Although optical drives in consumer notebooks are becoming less common nowadays and we are storing more and more of our digital information on hard drives instead of optical discs, CD/DVD players are still a mainstay of desktop computers and business laptops and new systems often come bundled with discs containing all sorts of never-to-be-used software. With the help of its Laboratories Division, Fujitsu has developed a new recycling system to make new front panels for notebook computers from all the discarded CDs and DVDs collected, sorted and recycled by its five recycling centers across Japan.

One of the reasons we've become so dependent on plastic is also its biggest problem. Its durability means that when the product it was originally created for outlives its usefulness, the waste product that results ends up being incinerated, dumped in landfill or making its way into the oceans.

Electrolux drew attention to the issue of plastic waste at sea with its "Vac from the sea" initiative, using plastic waste gathered from the sea to make several limited edition vacuum cleaners and, more recently, the Sea Chair project aims to harvest plastic waste from the ocean to create furniture. Recycled plastic has also recently been used for earthquake and hurricane resistant housing, a solar sports jacket, a rather uncomfortable-looking bike, and a digital camera.

Recycling plastic is not quite as simple as just throwing lots of plastic bits into a big pot, melting it down and molding it into something new.

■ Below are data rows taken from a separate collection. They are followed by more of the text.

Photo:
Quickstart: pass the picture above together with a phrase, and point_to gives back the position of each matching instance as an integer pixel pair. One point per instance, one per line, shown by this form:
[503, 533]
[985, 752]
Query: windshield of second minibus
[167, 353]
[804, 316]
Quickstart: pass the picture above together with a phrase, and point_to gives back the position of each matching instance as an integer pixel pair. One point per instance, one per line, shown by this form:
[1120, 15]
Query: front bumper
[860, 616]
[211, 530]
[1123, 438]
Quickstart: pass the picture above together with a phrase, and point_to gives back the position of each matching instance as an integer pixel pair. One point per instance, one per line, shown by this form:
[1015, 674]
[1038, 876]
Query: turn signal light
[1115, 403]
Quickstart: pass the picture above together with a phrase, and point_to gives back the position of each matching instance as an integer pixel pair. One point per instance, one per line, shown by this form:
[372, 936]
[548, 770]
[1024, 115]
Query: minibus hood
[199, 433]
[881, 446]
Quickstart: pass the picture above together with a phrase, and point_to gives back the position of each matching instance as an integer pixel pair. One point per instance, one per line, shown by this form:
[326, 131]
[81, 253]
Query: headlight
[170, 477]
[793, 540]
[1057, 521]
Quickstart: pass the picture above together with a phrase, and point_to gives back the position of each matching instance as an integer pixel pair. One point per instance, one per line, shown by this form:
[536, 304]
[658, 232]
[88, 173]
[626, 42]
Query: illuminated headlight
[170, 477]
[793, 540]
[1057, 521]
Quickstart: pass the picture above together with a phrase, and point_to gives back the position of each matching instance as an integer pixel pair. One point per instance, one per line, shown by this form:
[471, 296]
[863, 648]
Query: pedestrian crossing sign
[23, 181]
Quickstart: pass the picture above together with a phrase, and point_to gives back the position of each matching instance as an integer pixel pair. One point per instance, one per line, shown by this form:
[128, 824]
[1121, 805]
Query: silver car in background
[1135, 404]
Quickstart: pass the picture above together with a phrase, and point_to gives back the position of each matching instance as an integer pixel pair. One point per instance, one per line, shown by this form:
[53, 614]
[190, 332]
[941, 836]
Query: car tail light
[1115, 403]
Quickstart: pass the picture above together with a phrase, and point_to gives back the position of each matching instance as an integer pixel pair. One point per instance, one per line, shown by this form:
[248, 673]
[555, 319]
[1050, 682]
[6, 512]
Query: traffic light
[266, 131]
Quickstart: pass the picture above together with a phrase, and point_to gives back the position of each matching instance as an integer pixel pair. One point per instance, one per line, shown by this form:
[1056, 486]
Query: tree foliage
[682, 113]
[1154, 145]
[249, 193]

Fujitsu says that in order to achieve the material properties necessary for use in its notebooks, plastics of the same type need to be identified, collected and used. Even then, subtle differences, impurities or visual defects could still prevent them making the grade.

The company has announced that the polycarbonate from CDs and DVDs has now been identified as a suitable source, which also benefits from being free from bothersome contaminants like flame retardants.

During the shredding and separation process, the source material is subjected to quality control checks based on a chemical substances risk management database developed by Fujitsu Laboratories to ensure compliance with legal requirements governing the chemical composition of components used in the manufacture of notebooks and computers.

Further improvements to the quality of the recycled plastics has also been made possible thanks to collaborations with plastic cleaning and processing company PANAC Industries and resin compound manufacturer Idemitsu Kosan Co Ltd.

The recovered plastic then undergoes compounding before being molded into new front panels for the 12.1-inch LIFEBOOK P772/E business notebook from Fujitsu's Summer 2012 catalog. The company expects the new process to cut down the use of new plastics by more than 10 tons per year and cut the CO2 emissions resulting from its manufacturing processes by 15 percent.